A quelques mois de la présidentielle, à droite et à gauche, l’enjeu des bases de données d’électeurs est devenu décisif. Les gourous de la statistique électorale sont peu nombreux. Ils promettent de bouleverser la politique. Les partis s’arrachent leurs services. Tous les candidats cherchent la formule mathématique magique, à même d’emporter l’élection. Comme si les idées et le programme ne suffisaient plus pour être élu.

Chapitre 1

Obama, le premier geek président

À quelques centaines de mètres de la Maison Blanche, dans un bâtiment en briques, Barack Obama a rassemblé plusieurs dizaines des plus brillants ingénieurs américains. La plupart ont directement été débauchés à Google, Amazon, Facebook, Twitter et Apple. Parmi eux, Eric Maland, le treizième ingénieur engagé par Amazon et premier chef des opérations à Twitter, et Matthew Weaver, de Google. Chez le géant de Moutain View, il avait pour mission de garantir que jamais le moteur de recherche ne se retrouverait hors ligne. Joignable à toute heure, de jour comme de nuit, Matthew a même passé un an sans rentrer chez lui : il logeait sur le parking du siège de Google.

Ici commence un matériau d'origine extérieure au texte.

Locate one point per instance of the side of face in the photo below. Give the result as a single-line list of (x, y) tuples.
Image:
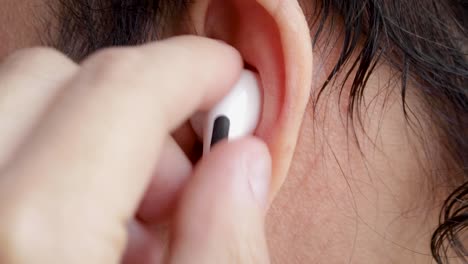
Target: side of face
[(343, 190)]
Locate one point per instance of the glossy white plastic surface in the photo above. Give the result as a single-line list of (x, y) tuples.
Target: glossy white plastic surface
[(242, 106)]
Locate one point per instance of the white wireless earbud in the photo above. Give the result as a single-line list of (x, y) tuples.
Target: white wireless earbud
[(236, 115)]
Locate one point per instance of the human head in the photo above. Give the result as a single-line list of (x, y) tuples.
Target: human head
[(386, 116)]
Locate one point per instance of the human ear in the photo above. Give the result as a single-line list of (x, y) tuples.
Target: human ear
[(274, 40)]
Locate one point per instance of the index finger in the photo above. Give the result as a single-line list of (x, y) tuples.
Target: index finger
[(100, 141)]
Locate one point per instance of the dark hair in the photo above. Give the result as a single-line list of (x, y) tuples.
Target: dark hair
[(425, 40)]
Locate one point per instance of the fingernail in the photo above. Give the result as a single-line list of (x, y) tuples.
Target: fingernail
[(260, 175)]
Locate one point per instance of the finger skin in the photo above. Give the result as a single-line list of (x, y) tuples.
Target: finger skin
[(86, 167), (30, 79), (171, 174), (219, 219)]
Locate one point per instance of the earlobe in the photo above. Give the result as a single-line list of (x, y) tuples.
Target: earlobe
[(274, 40)]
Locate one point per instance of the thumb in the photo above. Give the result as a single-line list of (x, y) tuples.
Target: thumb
[(220, 218)]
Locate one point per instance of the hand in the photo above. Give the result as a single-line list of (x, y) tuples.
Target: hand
[(84, 148)]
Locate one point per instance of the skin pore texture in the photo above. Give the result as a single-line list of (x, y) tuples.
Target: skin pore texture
[(344, 193)]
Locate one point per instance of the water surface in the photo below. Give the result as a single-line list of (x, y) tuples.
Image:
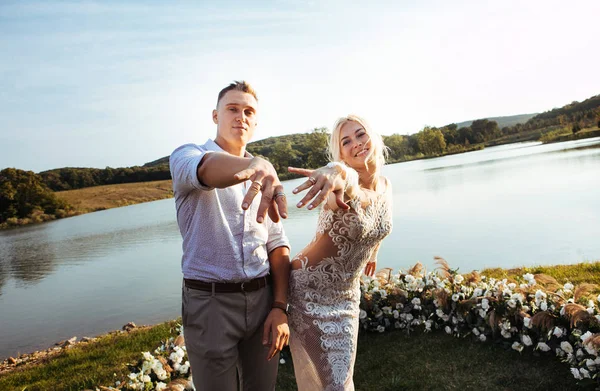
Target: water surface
[(506, 206)]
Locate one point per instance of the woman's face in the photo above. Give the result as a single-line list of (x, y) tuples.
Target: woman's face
[(355, 144)]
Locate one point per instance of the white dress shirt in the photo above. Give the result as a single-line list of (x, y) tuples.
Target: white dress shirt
[(221, 241)]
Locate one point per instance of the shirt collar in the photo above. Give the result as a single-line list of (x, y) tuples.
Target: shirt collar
[(212, 146)]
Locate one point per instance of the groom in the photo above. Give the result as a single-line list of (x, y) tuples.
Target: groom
[(235, 259)]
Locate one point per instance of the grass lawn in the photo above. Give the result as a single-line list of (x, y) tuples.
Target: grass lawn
[(386, 361)]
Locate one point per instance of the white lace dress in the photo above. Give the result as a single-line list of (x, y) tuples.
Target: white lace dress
[(324, 292)]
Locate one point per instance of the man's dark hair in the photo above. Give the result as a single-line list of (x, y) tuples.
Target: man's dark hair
[(237, 86)]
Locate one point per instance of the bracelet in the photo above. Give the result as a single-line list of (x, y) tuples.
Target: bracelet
[(351, 174), (281, 305)]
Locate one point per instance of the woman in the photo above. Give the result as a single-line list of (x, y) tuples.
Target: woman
[(324, 293)]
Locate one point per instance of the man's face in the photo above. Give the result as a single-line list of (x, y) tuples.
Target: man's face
[(235, 117)]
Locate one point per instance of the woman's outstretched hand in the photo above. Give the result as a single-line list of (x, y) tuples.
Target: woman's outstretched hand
[(321, 183)]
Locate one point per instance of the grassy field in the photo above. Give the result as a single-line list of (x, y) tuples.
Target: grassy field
[(91, 199), (388, 361)]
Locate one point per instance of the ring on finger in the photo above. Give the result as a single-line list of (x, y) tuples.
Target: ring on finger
[(257, 184), (279, 194)]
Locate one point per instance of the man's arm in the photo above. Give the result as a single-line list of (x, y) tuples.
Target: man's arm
[(276, 323), (221, 170)]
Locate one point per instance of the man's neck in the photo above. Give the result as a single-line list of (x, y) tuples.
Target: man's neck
[(235, 150)]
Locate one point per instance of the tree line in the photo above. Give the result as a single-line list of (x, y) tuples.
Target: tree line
[(25, 198), (309, 150)]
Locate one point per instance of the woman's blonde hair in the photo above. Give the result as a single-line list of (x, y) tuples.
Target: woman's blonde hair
[(379, 151)]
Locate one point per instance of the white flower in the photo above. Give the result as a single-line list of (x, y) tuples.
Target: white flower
[(517, 346), (591, 364), (485, 304), (528, 277), (428, 324), (543, 347), (585, 336), (162, 375), (566, 347), (557, 332), (147, 356), (186, 367)]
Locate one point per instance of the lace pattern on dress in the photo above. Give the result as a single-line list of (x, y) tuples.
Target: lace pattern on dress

Pourtant, comme leurs collègues, Matthew et Eric ont abandonné leur poste très bien payé dans un des géants de la Silicon Valley pour rejoindre l’USDS, l’United States Digital Service. Une startup gouvernementale, placée sous l’autorité directe du président Obama, avec pour mission de réparer et d’optimiser les systèmes informatiques de la première puissance du monde. Obama en personne les a convaincus de participer à l’aventure. Depuis 2007 et sa campagne victorieuse aux primaires démocrates, l’ex-sénateur de l’Illinois est persuadé que la technologie peut révolutionner la politique à tous les niveaux : de la façon de parvenir au pouvoir à la manière dont il est exercé.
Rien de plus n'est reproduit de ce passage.